Children need more co-ordinated help

The government is to issue a consultation paper on care services
available to children at risk of social exclusion, as part of a
wider programme to tackle deprivation and poverty.

The initiative will further encourage local authorities to develop
overarching preventive strategies for young people that cross all
departments of local government.

The green paper will focus on how best to deliver services that can
improve the life chances of young people.
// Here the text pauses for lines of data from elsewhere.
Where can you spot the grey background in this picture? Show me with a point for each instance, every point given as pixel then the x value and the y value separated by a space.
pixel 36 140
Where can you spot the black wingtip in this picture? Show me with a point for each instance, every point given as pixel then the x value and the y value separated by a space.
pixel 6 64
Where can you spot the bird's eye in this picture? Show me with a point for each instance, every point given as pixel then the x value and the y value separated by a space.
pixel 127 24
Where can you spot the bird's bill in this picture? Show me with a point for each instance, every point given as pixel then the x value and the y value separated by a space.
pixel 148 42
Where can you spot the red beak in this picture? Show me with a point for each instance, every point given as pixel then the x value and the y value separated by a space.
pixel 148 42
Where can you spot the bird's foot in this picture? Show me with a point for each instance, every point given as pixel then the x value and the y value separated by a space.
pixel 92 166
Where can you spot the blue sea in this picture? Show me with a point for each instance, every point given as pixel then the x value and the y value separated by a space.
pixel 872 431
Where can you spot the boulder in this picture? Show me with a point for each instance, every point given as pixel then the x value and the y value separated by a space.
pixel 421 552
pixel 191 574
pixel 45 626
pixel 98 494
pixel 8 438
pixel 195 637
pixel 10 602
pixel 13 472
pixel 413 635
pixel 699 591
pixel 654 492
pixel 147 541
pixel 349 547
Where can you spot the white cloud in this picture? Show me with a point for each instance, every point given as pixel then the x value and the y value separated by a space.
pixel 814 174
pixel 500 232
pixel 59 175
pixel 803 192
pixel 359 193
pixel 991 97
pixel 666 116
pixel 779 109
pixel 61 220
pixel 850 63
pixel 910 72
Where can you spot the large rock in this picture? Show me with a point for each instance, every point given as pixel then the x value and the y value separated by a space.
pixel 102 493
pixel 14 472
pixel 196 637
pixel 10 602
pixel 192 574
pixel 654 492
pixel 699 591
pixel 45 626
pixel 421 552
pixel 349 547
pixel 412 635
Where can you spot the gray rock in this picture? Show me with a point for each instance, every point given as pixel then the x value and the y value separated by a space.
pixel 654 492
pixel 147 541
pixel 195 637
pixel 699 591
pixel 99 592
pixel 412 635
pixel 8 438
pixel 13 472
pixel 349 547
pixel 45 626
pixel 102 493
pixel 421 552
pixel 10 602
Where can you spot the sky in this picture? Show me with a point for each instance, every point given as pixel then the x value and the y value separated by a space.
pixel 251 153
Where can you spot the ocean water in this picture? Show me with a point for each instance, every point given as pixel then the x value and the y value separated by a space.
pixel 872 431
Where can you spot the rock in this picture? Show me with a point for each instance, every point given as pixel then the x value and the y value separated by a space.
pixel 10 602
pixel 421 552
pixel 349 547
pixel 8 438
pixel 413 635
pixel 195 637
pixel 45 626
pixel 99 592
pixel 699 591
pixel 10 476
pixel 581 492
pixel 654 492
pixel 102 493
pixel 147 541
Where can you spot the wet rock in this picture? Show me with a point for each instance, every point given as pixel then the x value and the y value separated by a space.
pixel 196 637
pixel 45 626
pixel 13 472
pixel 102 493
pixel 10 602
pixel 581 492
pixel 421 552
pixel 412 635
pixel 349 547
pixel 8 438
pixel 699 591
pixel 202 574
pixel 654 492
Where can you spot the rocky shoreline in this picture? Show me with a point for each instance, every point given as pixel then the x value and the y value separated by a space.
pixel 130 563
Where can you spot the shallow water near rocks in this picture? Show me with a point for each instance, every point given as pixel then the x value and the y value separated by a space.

Breaking down divisions
between departments and joined up working between health, social
and education services is key to that.

Althea Efunshile, director of the government’s children and young
people’s unit, told the conference that establishing new ways of
working to also include the police and voluntary sector was the
“minimum” the government expected councils to do when drawing up
strategies.

“Increasingly local authorities and agencies are looking beyond the
boundaries to services,” Efunshile said. “But there’s a common
obligation on every agency to do better in delivering
services.”

She said children’s services needed to “shift forwards” from being
process-driven to focusing on tested, outcome-based evidence.

“We must ensure that young people receive the services they need
and that they won’t fall through gaps in services,” Efunshile said.

The government’s proposed new children’s trusts would be one way to
address this, she added.

Alison King, chairperson of the Local Government Association’s
social care and health executive, said cross-cutting services would
work best where council chief executives took a lead role.